In the past few days I have read several articles online in the New Yorker and in the NY Times about authors I am currently fascinated by: Karl Ove Knaussgard, the author of a six-volume autobiography entitled My Struggle and Elena Ferrante, author of a widely acclaimed multi-volume autobiography known as the Neapolitan novels, who also explores her past lives from a much different perspective. Last year, while recovering from cancer, I read the first half of Marcel Proust’s Remembrance of Things Past and will read the second half probably sometime this fall or winter. I don’t know why I am so fascinated with these longitudinal autobiographies, but I am. Once I settle into a genre or author I tend to “live” there for a while. Perhaps it has something to do with reflecting on my own life during the year I was struggling with my own cancer survival. I love the fact that the New York Times Sunday Review section offers so much “food for thought” each week. I could survive on that diet for a long time.
Finally, there is the writing. Several decades ago I was discouraged by an English professor who told me I could not write and did not belong in the graduate program I was attending. This experience crushed me for at least two decades. But over the weekend I found myself writing to a very close, old friend of mine, who is also a writer of poetry I greatly admire, to say that I have finally begun to think of myself as a writer. What has brought about this shift?
Now I think in terms of writing about whatever preoccupies me; it has become the way I process all the disparate parts of my life. I enjoy the challenge of finding connections between the threads of my life and then celebrating them by writing about them, much as I am doing today. I cherish the writing/teaching communities I have become part of: the Long Island Writing Project and the Two Writing Teachers website. Writing has become my “oxygen.”
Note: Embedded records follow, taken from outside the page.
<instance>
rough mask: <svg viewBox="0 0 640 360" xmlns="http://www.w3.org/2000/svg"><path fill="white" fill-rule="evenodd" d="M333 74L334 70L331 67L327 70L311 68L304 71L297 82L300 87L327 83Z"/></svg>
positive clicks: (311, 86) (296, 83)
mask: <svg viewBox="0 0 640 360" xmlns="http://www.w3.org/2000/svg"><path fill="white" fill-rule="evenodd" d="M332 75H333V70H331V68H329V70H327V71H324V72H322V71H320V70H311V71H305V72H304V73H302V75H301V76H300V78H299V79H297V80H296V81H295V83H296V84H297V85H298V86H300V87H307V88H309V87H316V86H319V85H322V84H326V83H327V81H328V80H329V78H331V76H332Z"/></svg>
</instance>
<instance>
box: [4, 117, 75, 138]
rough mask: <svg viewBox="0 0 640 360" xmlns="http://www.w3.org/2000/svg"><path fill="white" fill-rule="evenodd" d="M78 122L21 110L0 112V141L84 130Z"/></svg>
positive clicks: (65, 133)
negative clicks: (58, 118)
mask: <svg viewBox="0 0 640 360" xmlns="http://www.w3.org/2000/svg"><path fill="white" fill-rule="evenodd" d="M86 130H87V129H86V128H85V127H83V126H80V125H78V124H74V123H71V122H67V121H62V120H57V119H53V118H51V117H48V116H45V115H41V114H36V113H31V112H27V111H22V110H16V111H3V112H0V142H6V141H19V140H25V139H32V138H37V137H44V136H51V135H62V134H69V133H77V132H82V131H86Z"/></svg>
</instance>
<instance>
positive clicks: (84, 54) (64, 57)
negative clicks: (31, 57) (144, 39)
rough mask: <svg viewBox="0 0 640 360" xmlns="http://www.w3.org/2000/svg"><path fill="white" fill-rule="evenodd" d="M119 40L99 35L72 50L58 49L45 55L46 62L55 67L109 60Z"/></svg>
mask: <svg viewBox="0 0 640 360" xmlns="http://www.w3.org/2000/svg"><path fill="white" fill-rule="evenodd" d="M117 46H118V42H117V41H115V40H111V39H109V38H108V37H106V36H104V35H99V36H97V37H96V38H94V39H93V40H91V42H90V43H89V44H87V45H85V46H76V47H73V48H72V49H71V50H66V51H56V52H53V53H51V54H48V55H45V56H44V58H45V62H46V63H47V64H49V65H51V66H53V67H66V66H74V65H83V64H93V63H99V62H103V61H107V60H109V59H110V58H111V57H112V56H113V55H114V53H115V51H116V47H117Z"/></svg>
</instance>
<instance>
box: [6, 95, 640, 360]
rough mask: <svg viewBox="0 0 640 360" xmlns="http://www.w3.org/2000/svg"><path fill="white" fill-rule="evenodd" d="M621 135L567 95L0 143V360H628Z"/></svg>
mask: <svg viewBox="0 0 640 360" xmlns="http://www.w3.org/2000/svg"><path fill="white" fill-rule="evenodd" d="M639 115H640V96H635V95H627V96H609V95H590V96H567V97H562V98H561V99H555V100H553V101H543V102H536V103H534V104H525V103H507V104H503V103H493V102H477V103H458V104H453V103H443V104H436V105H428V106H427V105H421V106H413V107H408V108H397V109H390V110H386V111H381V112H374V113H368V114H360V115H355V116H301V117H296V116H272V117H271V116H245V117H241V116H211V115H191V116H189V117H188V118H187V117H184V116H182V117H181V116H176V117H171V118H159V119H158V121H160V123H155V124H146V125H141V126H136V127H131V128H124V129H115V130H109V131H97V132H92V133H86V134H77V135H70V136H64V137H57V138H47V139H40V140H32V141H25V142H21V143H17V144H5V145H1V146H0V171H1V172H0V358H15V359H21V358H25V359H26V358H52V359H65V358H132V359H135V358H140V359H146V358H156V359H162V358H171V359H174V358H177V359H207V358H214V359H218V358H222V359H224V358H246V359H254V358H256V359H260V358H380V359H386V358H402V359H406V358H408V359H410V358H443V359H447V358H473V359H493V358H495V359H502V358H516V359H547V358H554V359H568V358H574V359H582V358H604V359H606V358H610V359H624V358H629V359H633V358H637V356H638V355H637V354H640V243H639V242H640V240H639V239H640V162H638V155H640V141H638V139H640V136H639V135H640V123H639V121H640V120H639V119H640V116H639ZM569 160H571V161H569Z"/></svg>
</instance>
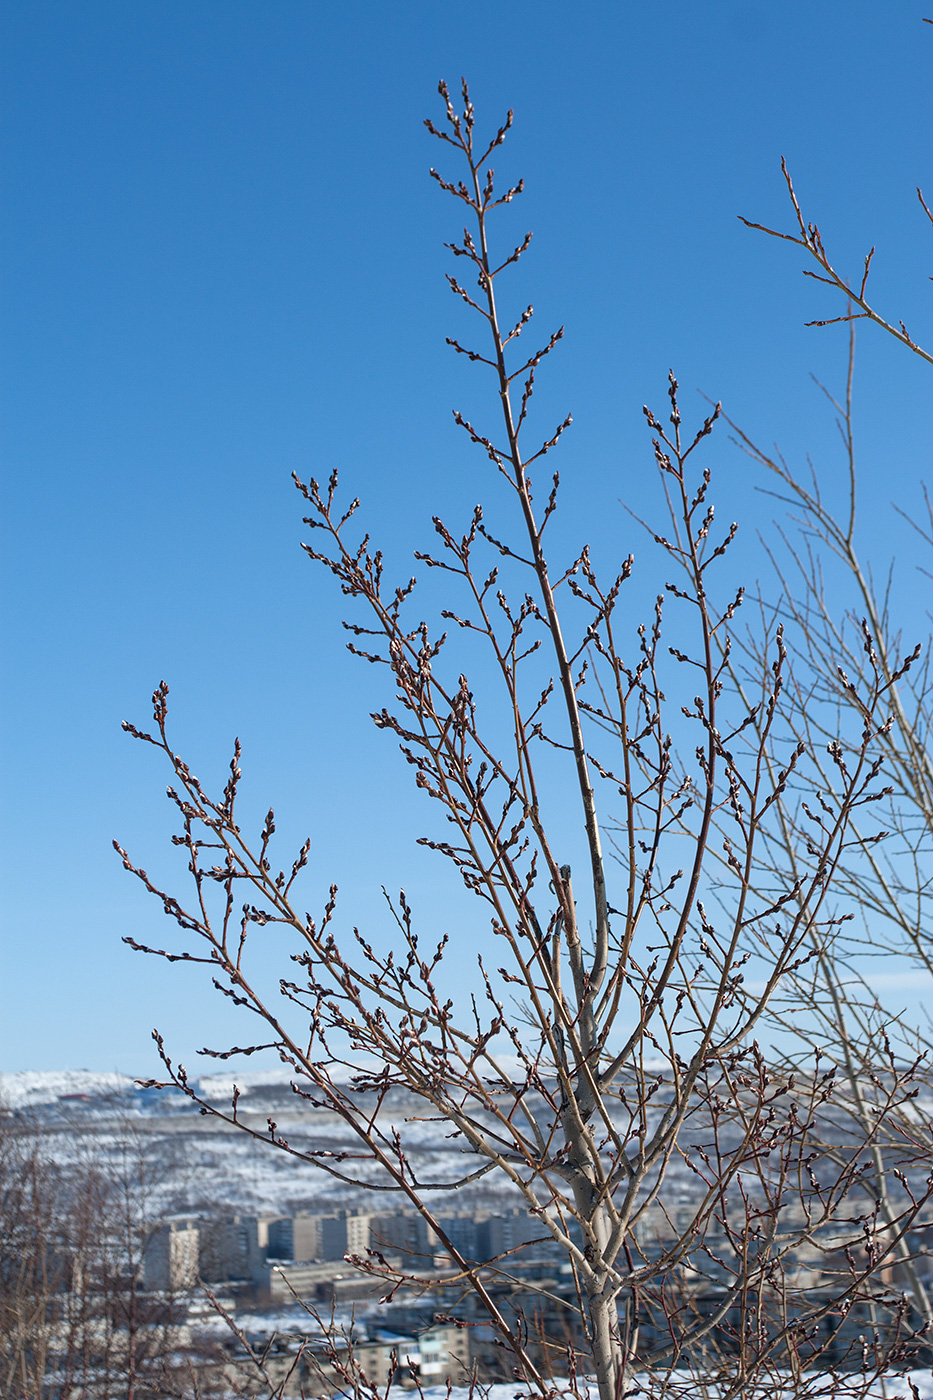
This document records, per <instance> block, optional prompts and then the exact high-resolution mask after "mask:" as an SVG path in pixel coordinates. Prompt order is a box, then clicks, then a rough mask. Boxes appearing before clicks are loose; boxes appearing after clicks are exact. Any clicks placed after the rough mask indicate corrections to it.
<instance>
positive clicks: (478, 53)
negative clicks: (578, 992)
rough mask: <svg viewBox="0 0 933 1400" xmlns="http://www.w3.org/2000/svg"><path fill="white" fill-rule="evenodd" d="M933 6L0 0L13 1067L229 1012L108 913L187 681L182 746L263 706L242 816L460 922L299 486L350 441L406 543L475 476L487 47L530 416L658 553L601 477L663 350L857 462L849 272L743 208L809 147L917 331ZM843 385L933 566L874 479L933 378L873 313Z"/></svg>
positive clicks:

Tonight I will attend the monthly meeting of the Great Books Discussion Group at my local library. We will be discussing Michel Foucault’s opening chapter to one of his best known works: Discipline and Punish: The Birth of the Prison (1977). This is definitely not a selection of writing I would pursue on my own, but that is the beauty of this group. As a community of readers, we choose to accept the preordained list of readings, read the selections with respect for the writer, and share our personal perspectives in a lively discussion with respect for each person’s opinion.
My reading repertoire and writing skills have been stretched as a result of these yearlong experiences, my enjoyment of being part of a group has increased as a result of my own efforts at participation, and I now feel as though a good amount of my precious time as a retiree is devoted to the things I love most: reading, writing and being a productive participant in several communities of like-minded people.
Today, dear reader, I celebrate (my OLW) these experiences with you.